Au terme de ce bilan, Bobbio conclut que, s’agissant des droits de l’Homme, le défi n’est pas « de trouver un fondement absolu – entreprise sublime mais sans espoir – mais, à chaque reprise, les différents fondements possibles » de chacun des droits[37]. Cette conclusion le conduit alors à déplacer la recherche « du » fondement des droits et libertés vers celle de leurs conditions d’émergences.

 

2. La détermination des conditions d’émergence des droits de l’Homme

La détermination des conditions d’émergence des droits de l’Homme peut être située sur deux plans chez Bobbio. Le premier est d’ordre prescriptif et subjectif ; il conduit à appréhender la défense des droits comme la formulation de préférences éthiques (a). Le second est d’ordre explicatif et théorique ; il oriente vers la recherche des conditions socio-historiques de revendication et de positivation des droits (b).

 

a) Les droits de l’homme, expression de préférences éthiques

En tant que non-cognitiviste convaincu, comme Kelsen, que les valeurs ne peuvent être justifiées rationnellement, et encore moins par un fondement absolu, Bobbio analyse la revendication des droits de l’Homme comme l’expression de préférences éthiques. C’est dans cette perspective qu’il affirme sa propre adhésion aux valeurs qu’expriment les droits de l’Homme. Il considère que certains états, pour lui et par compassion pour autrui, valent davantage la peine d’être vécus que d’autres : je préfère ne pas être torturé que l’être et je présume qu’il en va également ainsi pour les autres.

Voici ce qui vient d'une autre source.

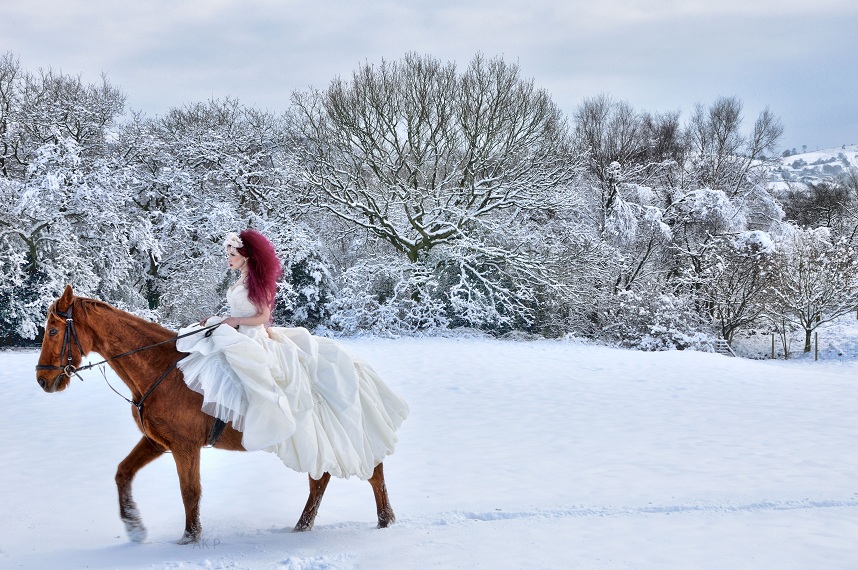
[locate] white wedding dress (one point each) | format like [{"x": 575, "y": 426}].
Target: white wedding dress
[{"x": 302, "y": 397}]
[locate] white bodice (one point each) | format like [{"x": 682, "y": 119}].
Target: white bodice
[
  {"x": 241, "y": 306},
  {"x": 239, "y": 303}
]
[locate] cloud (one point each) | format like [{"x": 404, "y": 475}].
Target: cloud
[{"x": 658, "y": 54}]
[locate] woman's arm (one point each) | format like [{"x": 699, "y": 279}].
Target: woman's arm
[{"x": 258, "y": 319}]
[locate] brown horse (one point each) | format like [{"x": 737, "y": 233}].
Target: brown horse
[{"x": 172, "y": 419}]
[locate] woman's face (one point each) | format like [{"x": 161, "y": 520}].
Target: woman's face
[{"x": 236, "y": 260}]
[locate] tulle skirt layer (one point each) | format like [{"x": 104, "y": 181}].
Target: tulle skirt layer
[{"x": 302, "y": 397}]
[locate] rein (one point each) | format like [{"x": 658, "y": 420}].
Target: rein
[{"x": 70, "y": 334}]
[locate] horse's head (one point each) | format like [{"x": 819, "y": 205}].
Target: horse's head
[{"x": 61, "y": 348}]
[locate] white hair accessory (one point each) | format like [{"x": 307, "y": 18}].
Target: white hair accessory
[{"x": 232, "y": 240}]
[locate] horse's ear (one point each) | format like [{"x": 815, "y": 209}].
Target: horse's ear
[{"x": 65, "y": 299}]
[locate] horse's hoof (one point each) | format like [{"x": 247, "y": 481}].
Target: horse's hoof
[
  {"x": 189, "y": 538},
  {"x": 386, "y": 519},
  {"x": 135, "y": 530}
]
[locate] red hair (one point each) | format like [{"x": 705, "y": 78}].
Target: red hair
[{"x": 264, "y": 269}]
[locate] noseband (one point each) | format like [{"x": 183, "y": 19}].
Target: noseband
[{"x": 68, "y": 335}]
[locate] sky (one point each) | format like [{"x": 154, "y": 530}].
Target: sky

À défaut de pouvoir démontrer rationnellement la vérité ou la supériorité absolue des valeurs des droits de l’Homme, Bobbio entreprend de justifier leur nécessité et leur avantage comparatif pour l’homme contemporain. Ces valeurs sont celles qui, au bout du compte, confèrent la plus grande garantie de préservation et de perpétuation de l’humanité. Dans cette perspective, la démocratie, la paix et le respect des droits de l’Homme apparaissent plus convaincants aux yeux de Bobbio que l’autocratie, l’abus de pouvoir, l’arbitraire, la négation de l’individu ou le nihilisme. Il a, à cet égard, personnellement soutenu de nombreuses initiatives pacifistes (marches pour la paix, Tribunal Russell, etc.) et côtoyé des sociétés savantes humanistes, telle que la Société européenne de culture[38].

 

b) Les droits de l’Homme, produits de l’histoire

La réduction des droits de l’Homme à des préférences éthiques n’interdit pas toute compréhension de leur formulation en tant que norme juridique. Il reste possible de rechercher pourquoi et dans quelles conditions certaines émotions ou préférences éthiques intègrent les ordres juridiques sous la forme de droits. Pour ce faire, Bobbio invite à s’intéresser aux contextes historiques : « aujourd’hui nous savons que les prétendus droits humains ne sont pas le produit de la nature mais de la civilisation humaine[39] ». L’auteur analyse les droits de l’Homme comme « des exigences éthiques historiquement déterminées[40] ». Il explique : « les droits de l’Homme, tous aussi fondamentaux qu’ils soient, sont des droits historiques, nés dans certaines circonstances, produits par des luttes pour la défense de nouvelles libertés contre les vieux pouvoirs, progressivement, non tous en une seule fois et non une fois pour toute[41] ». Autrement dit, chaque contexte socio-historique produit ses besoins qui appellent la formulation de droits spécifiques pour y répondre.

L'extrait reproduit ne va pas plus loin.